“秦师爷,如何拿出这剩下欠银的抵押之物?”韩震开口问道。
马道亦道:“是啊,两百五十万两白银,我们哪还有抵挡之物了,就是把我们的田产抵出去也不值啊。”
白敬亭道:“唯今之计,看来只能向沈先生借三百万两白银,剩下的向钱庄借了。”
马道道:“向钱庄借银子,可是要付出大笔利银的,两百五十万两以一年为限,至少要付出十多万的利银。”
韩震道:“虽然付些利银,但看来也只能如此了。”
“你们认为这件事情是借银子这么简单吗,我们与沈从定下了借五百五十万两白银,并拿出相应抵押物,可现在却改口只借三百万两银,若你们是沈从,你们会怎么想,只怕会轻视了我们,这样或也无妨,可若是他一气之下不与我们合作了?”

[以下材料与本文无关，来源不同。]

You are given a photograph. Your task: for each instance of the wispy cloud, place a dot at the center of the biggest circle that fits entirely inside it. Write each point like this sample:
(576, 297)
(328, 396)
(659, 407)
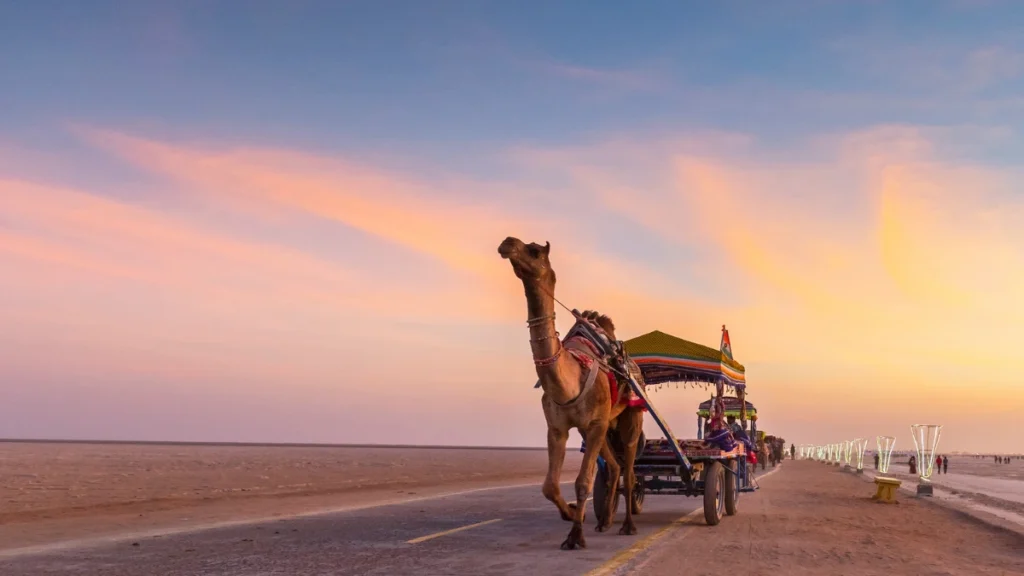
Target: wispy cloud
(626, 80)
(849, 257)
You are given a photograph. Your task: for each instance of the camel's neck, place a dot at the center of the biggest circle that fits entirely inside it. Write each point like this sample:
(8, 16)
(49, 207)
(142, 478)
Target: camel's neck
(544, 341)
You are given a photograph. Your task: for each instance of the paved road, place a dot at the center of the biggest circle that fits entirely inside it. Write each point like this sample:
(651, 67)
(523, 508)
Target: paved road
(506, 531)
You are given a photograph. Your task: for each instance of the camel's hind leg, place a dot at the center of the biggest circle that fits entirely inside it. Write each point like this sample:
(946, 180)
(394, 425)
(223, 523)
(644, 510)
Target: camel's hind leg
(552, 483)
(585, 481)
(630, 425)
(611, 463)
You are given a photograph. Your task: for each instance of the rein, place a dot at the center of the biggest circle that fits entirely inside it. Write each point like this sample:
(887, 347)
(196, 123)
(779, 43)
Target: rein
(541, 321)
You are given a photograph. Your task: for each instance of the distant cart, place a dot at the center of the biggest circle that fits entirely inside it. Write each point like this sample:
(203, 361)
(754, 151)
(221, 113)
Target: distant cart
(714, 465)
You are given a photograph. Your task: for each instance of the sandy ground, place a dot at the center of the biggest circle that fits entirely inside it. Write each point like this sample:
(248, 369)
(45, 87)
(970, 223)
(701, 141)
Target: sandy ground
(813, 519)
(64, 492)
(970, 465)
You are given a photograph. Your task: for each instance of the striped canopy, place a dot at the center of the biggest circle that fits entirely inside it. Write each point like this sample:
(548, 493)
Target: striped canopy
(664, 358)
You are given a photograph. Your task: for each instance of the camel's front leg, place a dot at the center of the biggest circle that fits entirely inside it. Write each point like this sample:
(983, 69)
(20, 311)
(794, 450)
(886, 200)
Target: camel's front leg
(552, 484)
(611, 463)
(595, 440)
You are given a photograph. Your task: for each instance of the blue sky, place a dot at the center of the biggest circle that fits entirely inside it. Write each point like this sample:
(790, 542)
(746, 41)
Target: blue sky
(445, 76)
(267, 199)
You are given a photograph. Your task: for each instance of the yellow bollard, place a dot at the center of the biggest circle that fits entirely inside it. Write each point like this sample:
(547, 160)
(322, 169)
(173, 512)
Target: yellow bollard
(887, 488)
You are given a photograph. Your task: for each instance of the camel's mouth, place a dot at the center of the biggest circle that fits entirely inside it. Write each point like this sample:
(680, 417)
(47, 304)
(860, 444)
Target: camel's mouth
(509, 248)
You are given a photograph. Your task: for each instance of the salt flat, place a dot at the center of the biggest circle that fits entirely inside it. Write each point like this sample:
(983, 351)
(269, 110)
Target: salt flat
(57, 492)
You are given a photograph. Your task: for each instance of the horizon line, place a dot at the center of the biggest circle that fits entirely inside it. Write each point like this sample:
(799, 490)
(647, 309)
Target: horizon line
(262, 444)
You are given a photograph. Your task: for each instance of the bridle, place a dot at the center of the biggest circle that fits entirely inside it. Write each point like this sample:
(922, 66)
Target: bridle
(541, 321)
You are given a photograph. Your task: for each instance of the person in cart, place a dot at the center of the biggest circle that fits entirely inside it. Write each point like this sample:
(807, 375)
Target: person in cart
(735, 426)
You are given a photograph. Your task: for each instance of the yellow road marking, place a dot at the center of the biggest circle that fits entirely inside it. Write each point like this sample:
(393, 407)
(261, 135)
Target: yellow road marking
(620, 560)
(453, 531)
(624, 557)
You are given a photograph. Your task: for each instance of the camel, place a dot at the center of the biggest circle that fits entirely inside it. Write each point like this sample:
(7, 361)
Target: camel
(574, 397)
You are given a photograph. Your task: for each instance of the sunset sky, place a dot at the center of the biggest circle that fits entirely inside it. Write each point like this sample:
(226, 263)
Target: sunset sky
(278, 221)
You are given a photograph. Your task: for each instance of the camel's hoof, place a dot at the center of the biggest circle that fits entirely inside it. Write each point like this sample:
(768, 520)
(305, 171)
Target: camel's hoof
(576, 539)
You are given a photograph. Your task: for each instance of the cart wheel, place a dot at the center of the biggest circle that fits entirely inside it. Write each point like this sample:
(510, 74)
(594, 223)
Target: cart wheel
(731, 491)
(601, 493)
(638, 495)
(714, 496)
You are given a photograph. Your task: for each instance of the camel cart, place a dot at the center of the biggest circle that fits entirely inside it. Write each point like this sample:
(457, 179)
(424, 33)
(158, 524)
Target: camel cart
(713, 466)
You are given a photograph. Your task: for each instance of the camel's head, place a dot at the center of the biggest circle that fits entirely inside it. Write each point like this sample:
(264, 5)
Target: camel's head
(529, 261)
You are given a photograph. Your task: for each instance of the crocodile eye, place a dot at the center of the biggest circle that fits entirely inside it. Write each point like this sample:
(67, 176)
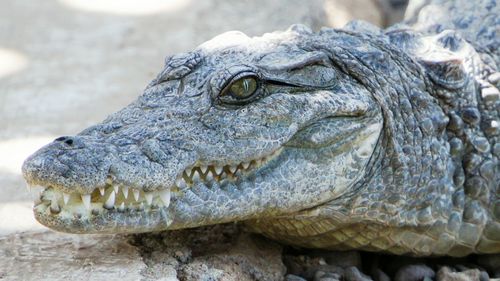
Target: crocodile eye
(243, 88)
(240, 90)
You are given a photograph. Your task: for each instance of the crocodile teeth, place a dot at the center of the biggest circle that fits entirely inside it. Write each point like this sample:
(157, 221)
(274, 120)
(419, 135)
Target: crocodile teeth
(196, 176)
(180, 183)
(125, 191)
(232, 168)
(86, 201)
(65, 198)
(209, 176)
(54, 206)
(245, 165)
(111, 201)
(136, 193)
(165, 197)
(203, 169)
(149, 197)
(218, 170)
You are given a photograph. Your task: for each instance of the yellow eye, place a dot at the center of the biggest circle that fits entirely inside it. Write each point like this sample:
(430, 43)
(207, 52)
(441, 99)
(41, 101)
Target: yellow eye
(243, 88)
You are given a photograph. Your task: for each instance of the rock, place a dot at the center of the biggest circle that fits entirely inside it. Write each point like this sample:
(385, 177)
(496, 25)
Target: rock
(446, 274)
(489, 262)
(57, 256)
(220, 252)
(414, 272)
(326, 276)
(379, 275)
(341, 259)
(353, 274)
(291, 277)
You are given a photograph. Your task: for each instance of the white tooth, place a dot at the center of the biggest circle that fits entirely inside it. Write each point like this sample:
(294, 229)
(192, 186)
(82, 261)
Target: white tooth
(180, 183)
(203, 169)
(196, 176)
(232, 168)
(218, 169)
(54, 206)
(125, 191)
(136, 193)
(165, 196)
(149, 197)
(209, 176)
(65, 198)
(86, 201)
(111, 201)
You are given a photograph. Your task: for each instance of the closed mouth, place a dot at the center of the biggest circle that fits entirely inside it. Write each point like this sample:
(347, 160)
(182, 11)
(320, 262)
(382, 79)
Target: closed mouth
(114, 196)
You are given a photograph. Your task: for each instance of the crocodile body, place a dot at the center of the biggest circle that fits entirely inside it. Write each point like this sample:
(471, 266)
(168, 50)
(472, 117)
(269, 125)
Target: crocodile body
(360, 138)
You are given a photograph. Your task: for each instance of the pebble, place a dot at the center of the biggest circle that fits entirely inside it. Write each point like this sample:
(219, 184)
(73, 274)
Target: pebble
(291, 277)
(446, 274)
(353, 274)
(414, 272)
(379, 275)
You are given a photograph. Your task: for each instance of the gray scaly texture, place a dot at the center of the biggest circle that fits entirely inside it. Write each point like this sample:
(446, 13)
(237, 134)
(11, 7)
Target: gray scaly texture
(360, 138)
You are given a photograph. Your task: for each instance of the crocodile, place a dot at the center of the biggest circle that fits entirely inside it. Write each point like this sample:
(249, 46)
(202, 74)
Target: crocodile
(355, 138)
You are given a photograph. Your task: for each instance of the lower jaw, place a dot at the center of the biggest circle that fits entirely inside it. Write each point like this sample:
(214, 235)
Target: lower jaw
(107, 222)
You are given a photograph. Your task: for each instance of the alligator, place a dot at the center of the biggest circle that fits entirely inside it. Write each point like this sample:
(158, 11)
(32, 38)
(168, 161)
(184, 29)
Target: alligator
(356, 138)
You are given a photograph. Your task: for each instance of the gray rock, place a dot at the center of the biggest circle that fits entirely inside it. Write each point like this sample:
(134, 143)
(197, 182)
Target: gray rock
(446, 274)
(414, 272)
(291, 277)
(353, 274)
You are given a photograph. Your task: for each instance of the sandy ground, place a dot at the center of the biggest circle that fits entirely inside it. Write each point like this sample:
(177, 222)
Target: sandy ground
(67, 64)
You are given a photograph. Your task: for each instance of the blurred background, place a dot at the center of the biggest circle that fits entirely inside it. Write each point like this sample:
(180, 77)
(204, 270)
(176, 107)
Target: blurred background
(67, 64)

秦海不禁冷哼着,显然对三人的主意不满,当然不能对白敬亭发作,只好对韩震和马道来了。
白敬亭也知道这是下策,于情于理都说不过去。
他道:“依师爷之意又当如何?”
秦海道:“刚刚我倒是想起一件事情来此事若成,我们便不需要再拿出剩下的抵押物了。”
“何事?”白敬亭三人相问。
秦海道:“我想起林家男儿郎酒销售火爆的原因,无非是林英男向陈朝求婚,从而引发了轰动。当然,这或许只是陈朝的无心之举,但是我们为何不能以此为鉴,策化一场这样的事情呢。”

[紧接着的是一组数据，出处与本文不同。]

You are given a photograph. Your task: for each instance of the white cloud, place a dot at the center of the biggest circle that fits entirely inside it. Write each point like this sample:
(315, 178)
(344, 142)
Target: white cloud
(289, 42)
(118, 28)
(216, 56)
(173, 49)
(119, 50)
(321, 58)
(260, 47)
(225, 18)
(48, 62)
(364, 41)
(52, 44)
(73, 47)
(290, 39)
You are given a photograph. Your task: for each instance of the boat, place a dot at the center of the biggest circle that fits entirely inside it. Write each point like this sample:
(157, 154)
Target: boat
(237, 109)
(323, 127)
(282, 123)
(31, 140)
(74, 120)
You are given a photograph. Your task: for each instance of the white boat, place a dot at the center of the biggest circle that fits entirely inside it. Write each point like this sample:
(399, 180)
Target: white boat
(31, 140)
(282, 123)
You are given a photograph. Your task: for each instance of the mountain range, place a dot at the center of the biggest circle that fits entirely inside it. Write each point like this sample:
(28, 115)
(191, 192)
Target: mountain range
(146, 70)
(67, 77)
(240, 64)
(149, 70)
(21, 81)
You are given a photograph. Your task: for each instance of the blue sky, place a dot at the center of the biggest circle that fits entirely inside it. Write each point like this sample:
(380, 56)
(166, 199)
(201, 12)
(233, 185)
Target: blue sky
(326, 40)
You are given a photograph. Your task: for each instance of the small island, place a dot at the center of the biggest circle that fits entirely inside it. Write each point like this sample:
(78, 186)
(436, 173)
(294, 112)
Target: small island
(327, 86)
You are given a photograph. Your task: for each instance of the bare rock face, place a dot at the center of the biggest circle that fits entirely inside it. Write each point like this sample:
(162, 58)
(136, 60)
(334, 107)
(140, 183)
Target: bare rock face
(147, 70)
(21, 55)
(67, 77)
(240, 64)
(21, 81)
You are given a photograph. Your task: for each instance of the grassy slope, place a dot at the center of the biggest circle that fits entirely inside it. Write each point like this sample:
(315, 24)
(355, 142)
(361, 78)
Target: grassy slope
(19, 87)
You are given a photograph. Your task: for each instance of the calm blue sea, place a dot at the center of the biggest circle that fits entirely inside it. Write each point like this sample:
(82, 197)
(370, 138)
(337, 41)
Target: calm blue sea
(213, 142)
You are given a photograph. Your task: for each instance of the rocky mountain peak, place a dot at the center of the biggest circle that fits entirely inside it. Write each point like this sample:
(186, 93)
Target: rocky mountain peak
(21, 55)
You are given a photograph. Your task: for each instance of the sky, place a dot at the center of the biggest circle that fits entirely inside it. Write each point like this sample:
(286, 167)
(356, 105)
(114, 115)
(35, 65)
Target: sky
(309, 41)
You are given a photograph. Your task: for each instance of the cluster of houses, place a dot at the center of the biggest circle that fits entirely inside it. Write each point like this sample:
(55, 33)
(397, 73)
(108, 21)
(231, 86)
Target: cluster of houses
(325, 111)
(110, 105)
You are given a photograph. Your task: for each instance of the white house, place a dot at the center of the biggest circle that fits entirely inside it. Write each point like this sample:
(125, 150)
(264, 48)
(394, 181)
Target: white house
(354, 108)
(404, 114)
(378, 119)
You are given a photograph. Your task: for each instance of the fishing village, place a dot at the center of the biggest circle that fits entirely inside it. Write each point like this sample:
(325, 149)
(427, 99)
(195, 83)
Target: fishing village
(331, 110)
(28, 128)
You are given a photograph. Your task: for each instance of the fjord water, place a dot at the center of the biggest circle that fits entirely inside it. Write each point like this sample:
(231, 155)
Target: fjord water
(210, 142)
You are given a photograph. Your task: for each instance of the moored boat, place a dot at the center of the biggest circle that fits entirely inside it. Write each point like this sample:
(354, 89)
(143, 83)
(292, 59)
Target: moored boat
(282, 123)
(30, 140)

马道道:“秦师爷,你想策化一场女人向男人求婚的事情?”
“马家主,还真是不长脑子啊。”
秦海从未将马道放在眼里过,此时听他这般说,不禁气骂一声。
“那你是何意?”马道不悦,却不敢多表示不满。
秦海道:“江左盟可有像林英男一样被众人倾慕的女子,根本没有。本师爷要策化的也绝非女子求婚男子这等低俗之事,本师爷要策化的是打擂,一场取得第一名可以拿到数万两白银的打擂。”

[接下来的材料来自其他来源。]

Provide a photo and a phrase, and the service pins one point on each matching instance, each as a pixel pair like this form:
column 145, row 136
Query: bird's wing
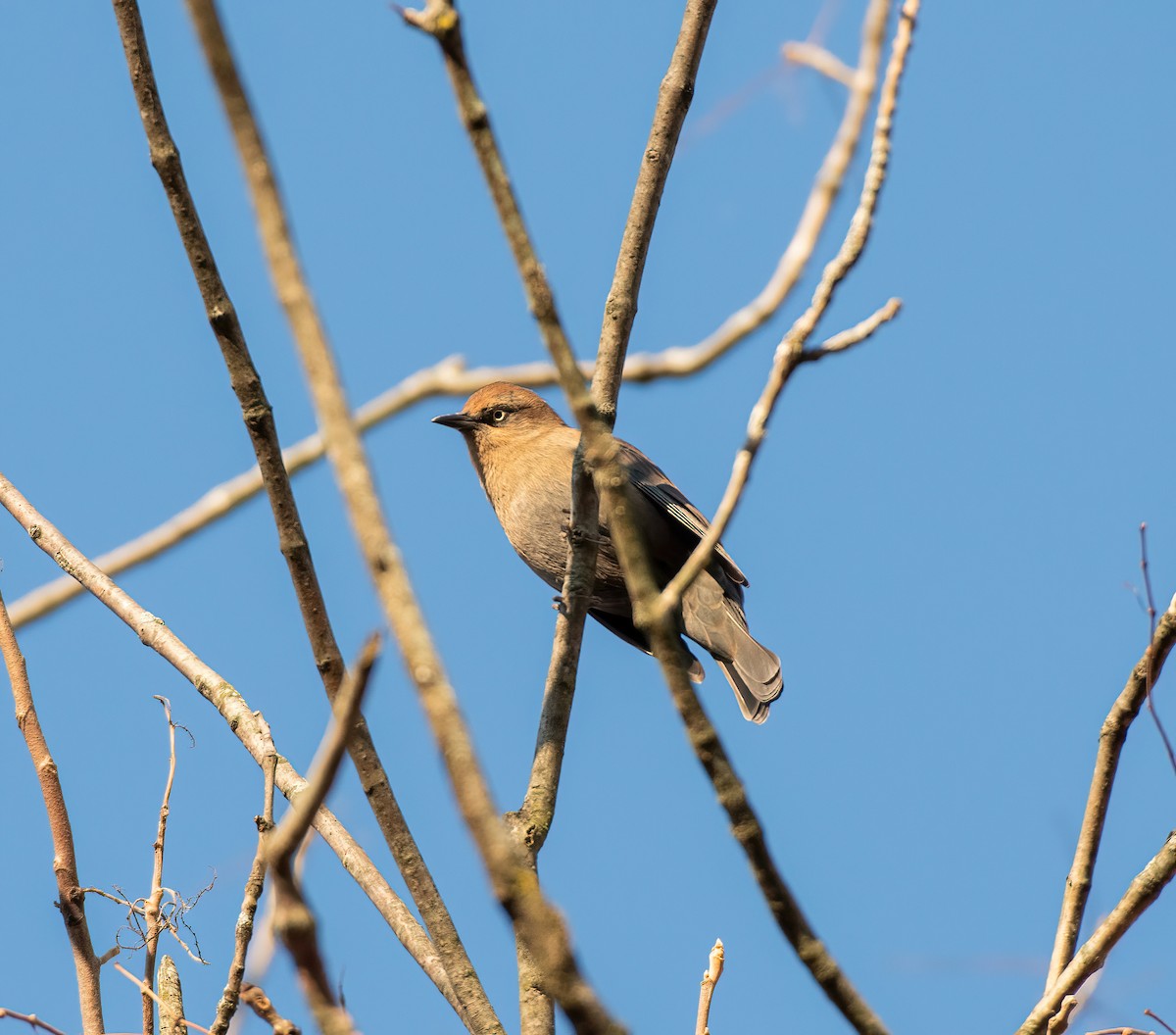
column 656, row 486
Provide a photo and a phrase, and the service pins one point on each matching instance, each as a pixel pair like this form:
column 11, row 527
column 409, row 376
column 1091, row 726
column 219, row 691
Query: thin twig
column 247, row 726
column 253, row 887
column 821, row 60
column 259, row 420
column 1111, row 739
column 670, row 598
column 146, row 989
column 171, row 995
column 826, row 188
column 293, row 918
column 791, row 352
column 32, row 1020
column 1161, row 1020
column 151, row 905
column 451, row 376
column 1142, row 892
column 72, row 898
column 747, row 829
column 673, row 103
column 706, row 992
column 658, row 621
column 1152, row 633
column 259, row 1003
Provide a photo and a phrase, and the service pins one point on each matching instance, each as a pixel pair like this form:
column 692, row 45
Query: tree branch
column 259, row 420
column 791, row 352
column 673, row 103
column 71, row 894
column 1111, row 739
column 151, row 905
column 248, row 726
column 1141, row 893
column 293, row 918
column 254, row 885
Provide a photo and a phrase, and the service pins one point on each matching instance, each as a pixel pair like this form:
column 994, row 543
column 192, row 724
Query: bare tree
column 551, row 974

“师爷,此事和抵押物有什么关系?”白敬亭都是不解了。
秦海道:“家主,你说若前来参加打擂的人是江南道的人呢,如此丰厚的奖励,我相信定然会有许多江南道的人来参加,而届时江南道之人在此地云集,我们白家设宴,大摆流水席,届时将我们的英雄郎酒拿出招待他们,你说我们的酒会不会像男儿郎酒一样的火爆起来。